But the simple answer is yes, if you have a good mother batch of yogurt it will freeze well.

Suzanne


----------



## Leggaj5 (Jul 6, 2014)

Thanks for the thorough response. I like to heat the milk up to 185 for the consistency/texture if nothing else, but the safety concerns you mention are good to keep in mind as well. Good to know that freezing works, it will save me from having to use a new packet every time.


----------



## MOgal (Jul 27, 2002)

Not to hijack the thread, but along the same lines.

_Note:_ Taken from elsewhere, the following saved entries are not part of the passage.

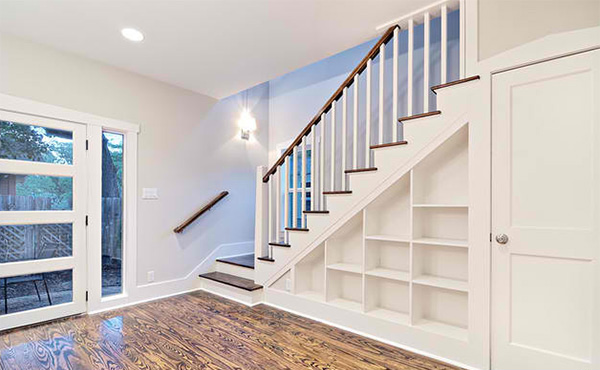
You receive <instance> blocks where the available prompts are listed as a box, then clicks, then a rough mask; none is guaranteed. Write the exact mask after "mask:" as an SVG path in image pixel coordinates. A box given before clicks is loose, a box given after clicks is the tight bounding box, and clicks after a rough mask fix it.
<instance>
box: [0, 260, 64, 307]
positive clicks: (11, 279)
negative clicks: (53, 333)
mask: <svg viewBox="0 0 600 370" xmlns="http://www.w3.org/2000/svg"><path fill="white" fill-rule="evenodd" d="M68 302H73V272H72V270H63V271H54V272H44V273H40V274H31V275H21V276H13V277H6V278H0V315H4V314H7V313H15V312H21V311H28V310H33V309H35V308H41V307H48V306H53V305H57V304H61V303H68Z"/></svg>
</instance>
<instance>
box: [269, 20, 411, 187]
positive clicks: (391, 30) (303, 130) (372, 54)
mask: <svg viewBox="0 0 600 370" xmlns="http://www.w3.org/2000/svg"><path fill="white" fill-rule="evenodd" d="M396 28H400V26H398V25H394V26H392V27H390V28H388V29H387V31H385V33H384V34H383V36H381V38H380V39H379V41H377V43H376V44H375V45H374V46H373V47H372V48H371V50H370V51H369V53H368V54H367V55H366V56H365V57H364V58H363V59H362V60H361V61H360V63H359V64H358V66H356V68H354V70H353V71H352V72H350V75H348V78H346V79H345V80H344V82H342V84H341V85H340V87H339V88H338V89H337V90H336V91H335V92H334V93H333V95H332V96H331V98H329V100H327V103H325V105H324V106H323V108H321V109H320V110H319V112H317V114H316V115H315V116H314V118H313V119H312V120H311V121H310V122H309V123H308V125H306V127H305V128H304V130H302V132H300V135H298V137H296V139H295V140H294V141H293V142H292V144H290V146H289V147H288V148H287V149H286V151H285V152H284V153H283V154H282V155H281V157H279V159H278V160H277V162H275V164H274V165H273V167H271V168H270V169H269V171H267V173H266V174H265V176H263V182H268V181H269V177H270V176H271V175H272V174H274V173H275V172H277V167H279V166H281V165H282V164H283V162H284V161H285V158H286V157H287V156H289V155H290V154H292V152H293V151H294V147H296V146H298V145H300V143H301V142H302V138H303V137H304V136H306V135H308V134H309V133H310V130H311V129H312V127H313V126H314V125H316V124H317V123H318V122H319V121H320V120H321V114H323V113H327V112H328V111H329V110H330V109H331V104H332V103H333V102H334V101H335V100H337V99H339V98H340V97H341V96H342V94H343V92H344V88H346V87H348V86H350V85H352V82H353V81H354V76H355V75H357V74H359V73H361V72H362V71H364V70H365V68H367V62H368V61H369V59H372V58H375V57H376V56H377V54H379V47H380V46H381V45H382V44H385V43H386V42H388V41H390V39H391V38H392V37H393V36H394V30H395V29H396Z"/></svg>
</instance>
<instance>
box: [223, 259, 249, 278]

Suzanne, I had some Stoneyfield yogurt that I was saving to start the next batch in a part of the frig that is bad to freeze items. When I thawed it, there was a lot of separation but I used it anyway. Even after beating it with a wire whip, it still had a lot of "water" and flakes but I used it anyway. The new batch cultured okay but there are still flakes that I can feel. Have you had the problem of separation and if so, how did you deal with it?

Thanks.


----------



## marusempai (Sep 16, 2007)

Freeze in smaller batches. It's separating so vigorously because it didn't freeze fast enough - the water crystals had time to push everything else out before they were solid. I freeze starter in an ice cube tray, and have not had any problems with separating.


----------



## MOgal (Jul 27, 2002)

Thank you, Suzanne. That spot in the frig does freeze things slowly. Will in the future keep the yogurt away from it and when I freeze deliberately, I'll do it in the "deep freeze."


----------